The underlying teaching would seem to be that the seat of eros and the seat of holiness are one.The first lion to emerge from the holy of holies personifies the drive for idolatry, the second the sexual drive. Both however are but expressions of common underlying reality — that of Eros. The seat of Eros is none other than the holy of holies in the temple.Idolatry at its core is not primitive fetishism. It is rather a burning lust for the holy. Under every tree, in every brook, courses primal divinity. The idolater, like the prophet, experiences the world as an erotic manifestation of the God force. It is therefore only the prophet who is able to identify the lion as the drive for idolatry. One nineteenth century kabbalistic writer, Tzadok HaCohen from Lublin suggests that this passage is about the end of the prophetic period and that the idolater and prophet were in fact flip sides of the same coin. The symbolism of the lions emerging from the holy of holies is the texts way of teaching that Eros is Holiness.
Eros in this understanding includes sexuality as a primary manifestation but it is clearly not limited to sex. It rather refers to the primal energy of the universe. Eros is where essence and existence meet. Eros is to taste essence in every moment of existence. As this third passage indicates, the drive to uncover the divine sensuality of world is not without its dangers. The erotic may overwhelm us to the point that our ethical sensitivities are swept away and our sacred boundaries overrun. And yet the need to experience the world in all of its divine eros remains a primal human need.

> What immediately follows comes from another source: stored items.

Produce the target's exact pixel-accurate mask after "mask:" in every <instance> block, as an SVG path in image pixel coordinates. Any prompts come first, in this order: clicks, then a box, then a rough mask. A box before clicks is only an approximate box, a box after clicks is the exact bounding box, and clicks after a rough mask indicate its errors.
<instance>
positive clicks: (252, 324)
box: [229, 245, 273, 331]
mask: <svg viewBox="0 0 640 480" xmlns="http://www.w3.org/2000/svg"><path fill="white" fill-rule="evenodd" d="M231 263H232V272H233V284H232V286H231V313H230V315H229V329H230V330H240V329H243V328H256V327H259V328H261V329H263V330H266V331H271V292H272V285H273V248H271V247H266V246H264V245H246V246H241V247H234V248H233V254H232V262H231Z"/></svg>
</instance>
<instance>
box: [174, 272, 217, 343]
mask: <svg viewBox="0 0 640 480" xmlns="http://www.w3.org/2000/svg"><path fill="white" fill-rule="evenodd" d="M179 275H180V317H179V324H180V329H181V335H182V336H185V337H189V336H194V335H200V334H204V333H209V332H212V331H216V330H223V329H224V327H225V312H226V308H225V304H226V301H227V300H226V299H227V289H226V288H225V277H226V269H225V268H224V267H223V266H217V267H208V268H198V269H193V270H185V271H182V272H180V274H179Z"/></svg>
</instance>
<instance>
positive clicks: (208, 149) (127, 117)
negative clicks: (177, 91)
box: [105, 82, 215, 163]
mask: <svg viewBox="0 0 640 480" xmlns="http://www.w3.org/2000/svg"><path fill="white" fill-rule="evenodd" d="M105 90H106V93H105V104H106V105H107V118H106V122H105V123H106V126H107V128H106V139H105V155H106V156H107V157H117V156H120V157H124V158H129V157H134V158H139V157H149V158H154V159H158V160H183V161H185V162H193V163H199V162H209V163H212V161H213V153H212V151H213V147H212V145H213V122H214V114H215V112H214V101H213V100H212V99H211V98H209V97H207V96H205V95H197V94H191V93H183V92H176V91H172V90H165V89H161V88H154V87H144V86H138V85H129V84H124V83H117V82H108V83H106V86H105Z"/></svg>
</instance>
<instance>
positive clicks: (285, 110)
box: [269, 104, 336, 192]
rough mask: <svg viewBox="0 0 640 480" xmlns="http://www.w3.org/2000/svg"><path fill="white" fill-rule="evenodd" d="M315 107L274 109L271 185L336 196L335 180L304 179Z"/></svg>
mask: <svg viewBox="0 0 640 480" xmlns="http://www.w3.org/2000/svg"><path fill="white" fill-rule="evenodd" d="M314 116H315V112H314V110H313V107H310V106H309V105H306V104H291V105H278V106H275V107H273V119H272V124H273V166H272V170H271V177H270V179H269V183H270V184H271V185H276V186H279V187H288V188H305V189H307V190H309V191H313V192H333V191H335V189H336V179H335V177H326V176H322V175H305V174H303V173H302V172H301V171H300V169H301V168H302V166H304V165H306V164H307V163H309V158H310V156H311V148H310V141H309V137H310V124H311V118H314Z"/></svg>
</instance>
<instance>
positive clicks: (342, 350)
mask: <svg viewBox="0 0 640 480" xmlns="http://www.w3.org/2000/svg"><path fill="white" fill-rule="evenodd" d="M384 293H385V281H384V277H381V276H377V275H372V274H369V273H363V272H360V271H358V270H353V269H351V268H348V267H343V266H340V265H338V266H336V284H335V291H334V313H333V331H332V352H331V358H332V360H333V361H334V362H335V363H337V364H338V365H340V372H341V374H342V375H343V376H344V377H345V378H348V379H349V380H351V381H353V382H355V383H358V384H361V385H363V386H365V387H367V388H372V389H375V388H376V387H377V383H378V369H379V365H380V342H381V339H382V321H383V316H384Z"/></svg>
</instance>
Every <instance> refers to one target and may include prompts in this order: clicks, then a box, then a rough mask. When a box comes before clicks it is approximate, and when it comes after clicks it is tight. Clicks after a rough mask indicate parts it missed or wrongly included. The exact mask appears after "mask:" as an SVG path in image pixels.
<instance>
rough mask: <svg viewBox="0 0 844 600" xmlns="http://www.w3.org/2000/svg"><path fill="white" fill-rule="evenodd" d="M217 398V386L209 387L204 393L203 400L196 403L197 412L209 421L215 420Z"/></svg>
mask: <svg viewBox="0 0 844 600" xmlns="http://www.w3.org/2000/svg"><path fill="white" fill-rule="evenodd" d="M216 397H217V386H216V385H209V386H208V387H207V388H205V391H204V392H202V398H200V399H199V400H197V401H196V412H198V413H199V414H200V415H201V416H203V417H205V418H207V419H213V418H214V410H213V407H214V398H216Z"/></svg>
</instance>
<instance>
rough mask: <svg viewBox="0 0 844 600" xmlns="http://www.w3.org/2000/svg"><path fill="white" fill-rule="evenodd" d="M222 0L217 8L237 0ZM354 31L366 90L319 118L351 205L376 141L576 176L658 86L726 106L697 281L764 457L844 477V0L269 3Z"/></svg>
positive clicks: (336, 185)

The destruction of the temple meant the fall of eros, indicating that eros cannot be limited to sexuality.. Sex cannot by itself sate us in our lust for essence.. When we mourn the destruction we yearn to live erotically in all the facets of our lives once again. The Talmud relates that at the time of the destruction, fruits lost their taste. Laughter vanished in the life of the polis, and the vitality of sexuality, teaches R. Isaac, was reserved for those seeking illicit adulterous thrill. The passionate yearning for rebuilding the temple is the longing to redeem eros from its distortions. We need to move from the eros of longing which symbolized the exile to an eros of fulfillment. We need to experience the full intensity of erotic relationship with our partners. Put succinctly, rebuilding the temple is to touch the passion of elicit sexw ithin the holy and ethical context of my relationship with my wife.
This is the deep intent of Akiva, the mystic sage, who witnessed the destruction of the temple. All the books are holy, taught Akiva — the song of songs is the holy of holies. Akiva teaches that the essence of the temple, the holy of holies is Song of songs, i.e. the experience of passion and sensuality as the guiding force in all of our relationships with world. It is for this that we yearn when we pray for the temple with her cherubs to be restored. We pray not for the temple building but for temple consciousness to infuse and guide our lives.